We all know the story by now. A newscaster receives an email from a viewer saying she is fat and her out for setting a poor public example so she responds on air and boom – viral. The fact that it’s National Bully Prevention Month only lends to the conversation.

Here’s the statement from Kenneth Krause that kicked off the media frenzy:

“It’s unusual that I see your morning show, but I did so for a very short time today. I was surprised indeed to witness that your physical condition hasn’t improved for many years.
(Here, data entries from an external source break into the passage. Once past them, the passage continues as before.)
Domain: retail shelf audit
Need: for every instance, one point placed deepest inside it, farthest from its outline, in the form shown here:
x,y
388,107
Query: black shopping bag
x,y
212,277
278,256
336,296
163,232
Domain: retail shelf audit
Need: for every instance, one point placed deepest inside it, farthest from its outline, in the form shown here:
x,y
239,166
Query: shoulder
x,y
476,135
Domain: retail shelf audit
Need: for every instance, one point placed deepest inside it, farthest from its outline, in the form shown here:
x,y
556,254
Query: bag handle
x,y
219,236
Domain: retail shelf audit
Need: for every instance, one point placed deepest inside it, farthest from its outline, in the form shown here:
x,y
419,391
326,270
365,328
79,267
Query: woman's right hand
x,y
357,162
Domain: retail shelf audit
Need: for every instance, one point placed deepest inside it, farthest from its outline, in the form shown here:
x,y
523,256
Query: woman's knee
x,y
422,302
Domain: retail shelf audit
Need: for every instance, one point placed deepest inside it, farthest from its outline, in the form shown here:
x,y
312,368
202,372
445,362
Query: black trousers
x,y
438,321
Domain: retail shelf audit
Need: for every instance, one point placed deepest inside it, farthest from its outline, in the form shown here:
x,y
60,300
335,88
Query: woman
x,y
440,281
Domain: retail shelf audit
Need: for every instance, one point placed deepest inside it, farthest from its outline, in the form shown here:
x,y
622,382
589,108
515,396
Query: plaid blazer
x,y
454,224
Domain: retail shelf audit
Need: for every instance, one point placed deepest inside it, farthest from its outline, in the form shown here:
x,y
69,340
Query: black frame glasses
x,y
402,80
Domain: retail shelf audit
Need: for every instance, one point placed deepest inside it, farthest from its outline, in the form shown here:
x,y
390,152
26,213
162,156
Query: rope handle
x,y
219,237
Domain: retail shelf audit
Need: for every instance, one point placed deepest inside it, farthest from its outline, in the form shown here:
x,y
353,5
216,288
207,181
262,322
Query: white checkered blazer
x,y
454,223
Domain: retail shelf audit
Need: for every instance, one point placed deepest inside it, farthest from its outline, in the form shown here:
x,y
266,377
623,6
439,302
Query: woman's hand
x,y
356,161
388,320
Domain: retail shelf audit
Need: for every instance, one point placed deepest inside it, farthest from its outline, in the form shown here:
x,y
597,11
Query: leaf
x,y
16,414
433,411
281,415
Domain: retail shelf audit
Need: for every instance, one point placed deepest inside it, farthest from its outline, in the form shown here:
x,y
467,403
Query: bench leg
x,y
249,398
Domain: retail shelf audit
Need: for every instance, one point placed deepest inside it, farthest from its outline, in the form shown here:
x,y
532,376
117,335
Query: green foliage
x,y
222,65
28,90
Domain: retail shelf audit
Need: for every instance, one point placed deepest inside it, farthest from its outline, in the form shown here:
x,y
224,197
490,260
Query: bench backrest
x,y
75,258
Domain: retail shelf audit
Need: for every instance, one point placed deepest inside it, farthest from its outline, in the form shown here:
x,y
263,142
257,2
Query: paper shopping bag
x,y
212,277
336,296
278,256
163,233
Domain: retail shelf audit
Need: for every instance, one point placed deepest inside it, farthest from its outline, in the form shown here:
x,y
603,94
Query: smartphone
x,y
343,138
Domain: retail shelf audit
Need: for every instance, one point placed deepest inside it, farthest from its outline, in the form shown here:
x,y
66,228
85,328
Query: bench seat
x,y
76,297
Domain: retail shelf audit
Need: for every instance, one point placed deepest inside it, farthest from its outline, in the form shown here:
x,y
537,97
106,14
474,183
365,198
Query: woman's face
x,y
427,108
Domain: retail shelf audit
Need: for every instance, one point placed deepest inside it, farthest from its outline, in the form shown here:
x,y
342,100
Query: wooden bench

Surely you don’t consider yourself a suitable example for this community’s young people, girls in particular. Obesity is one of the worst choices a person can make and one of the most dangerous habits to maintain. I leave you this note hoping that you’ll reconsider your responsibility as a local public personality to present and promote a healthy lifestyle.”

A few points you should be aware of:

* I personally think Jennifer Livingston is a beautiful example of positive self-image, regardless of the number on her scale.
The viewer who sent the email calling Jennifer fat stands by his original statement.
* There is some discussion as to whether or not this exchange was bullying or not. I’m not sure if is or not, but going out of one’s way to point out to a perfect stranger that you think they need to go on a diet seems a bit, well, sanctimonious at best.
* As to obesity being a choice: For some, maybe it is. I’m not here to judge. I’m just here to point out that many people are born with this stuff called DNA and sometimes that biological mish-mosh that makes us us also makes us have blonde hair when our parents were really hoping for red or gay when the homophobic asshole across the street decides to point out how we had a choice and made the wrong one. Sometimrs there are medical conditions and mental and emotional issues And sometimes — hold on to your pants, folks — sometimes we are even born short or tall or thin or fat or average or socially acceptable in every way and sometimes we aren’t. And sometimes we hit send on an email to a public figure calling her fat and point fingers saying she’s the one who made a choice when the choice was really ours to begin with when we decided to take the conversation public.

But none of that matters, now, does it? Today it’s Kenneth Krause. Tomorrow it might be your mother-in-law with an off-hand comment about that second cupcake at the birthday party or the neighbor who had the gall to come home from the hospital with her newborn and wearing her pre-pregnancy jeans. It all boils down to you and your own perceptions of the body you see in the mirror.

That’s why I try to focus less on what Other People think because Society Sucks Sometimes and more on the Inside of My Head and Making it a Happier Place. So I play around on the iPhone and create things like this:

And for the record, I’m not calling Kevin Krause (or my mother-in-law) an asshole. I’m just saying it’s not their eyes that matter when I’m dealing with my issues and body image. That’s all on me.

What do you think?

Update: Kenneth Krause has backed down and apologized for his remarks, revealing he was obese as a child.